Mental health is related to how we think, feel, behave and interface with the world. It impacts on every facet of our lives, from our work, to our home life and the richness of our experiences with our spouses, children, and work mates. Untreated mental issues can in time develop into physical ailments. A rise in cardiovascular disease in men has been associated with both anxiety and depression, which often go hand in hand, and some studies even suggest a link between toxic masculinity and cancer. The advice from leading psychologists is that where possible we should avoid putting negative labels on certain types of behaviour, like avoid calling a particular experience a failure, or labelling some traits a weakness. Often the meaning we attach to our illness can be as relevant as the issue itself.
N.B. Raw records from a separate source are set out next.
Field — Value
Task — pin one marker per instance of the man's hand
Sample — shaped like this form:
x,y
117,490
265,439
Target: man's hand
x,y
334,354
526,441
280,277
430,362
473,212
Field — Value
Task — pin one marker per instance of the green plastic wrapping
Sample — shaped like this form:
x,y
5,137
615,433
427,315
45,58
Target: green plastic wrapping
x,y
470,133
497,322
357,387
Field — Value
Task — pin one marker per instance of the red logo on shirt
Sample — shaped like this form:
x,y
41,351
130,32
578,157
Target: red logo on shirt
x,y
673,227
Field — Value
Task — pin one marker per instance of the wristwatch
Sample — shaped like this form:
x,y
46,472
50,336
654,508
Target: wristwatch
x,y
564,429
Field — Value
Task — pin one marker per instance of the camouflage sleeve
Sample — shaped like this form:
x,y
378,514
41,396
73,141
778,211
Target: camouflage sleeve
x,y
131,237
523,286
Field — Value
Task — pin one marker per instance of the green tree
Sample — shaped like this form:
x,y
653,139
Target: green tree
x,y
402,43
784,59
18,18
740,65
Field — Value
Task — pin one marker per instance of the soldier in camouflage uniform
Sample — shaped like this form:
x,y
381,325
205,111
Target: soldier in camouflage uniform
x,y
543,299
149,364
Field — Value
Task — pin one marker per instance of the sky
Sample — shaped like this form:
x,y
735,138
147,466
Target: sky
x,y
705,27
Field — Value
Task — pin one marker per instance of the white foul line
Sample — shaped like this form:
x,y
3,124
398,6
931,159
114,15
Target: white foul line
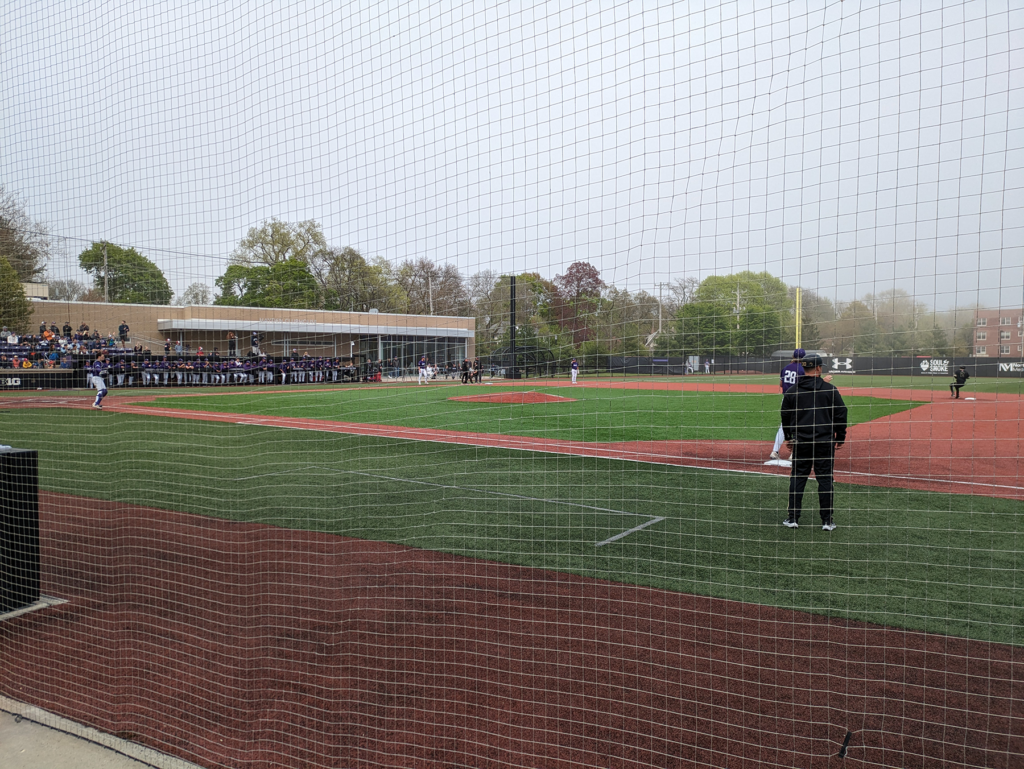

On average more women attempt suicide than men, but more men actually die from suicide than women (three times as many in developed countries according to a 2018 report). Another statistic, which will surprise many, is that men aged 85 and over are more likely to commit suicide than any other age category. Among the signs of mental health issues in men are excessive worry, paranoia, aggressiveness, prolonged sadness, social withdrawal, extreme swings of mood, changes in eating or sleeping patterns, and alcohol and substance abuse.
When the pandemic is long over and people start to go back to normal, whatever that will look like, mental health issues will still be with us. It was never more important to foster an open and welcoming attitude to this topic, to listen to everyone’s story with compassion and non-judgment. It all comes down to education. Instead of seeing it as a weakness to show one’s vulnerability, this must be seen as the strength it undoubtedly is.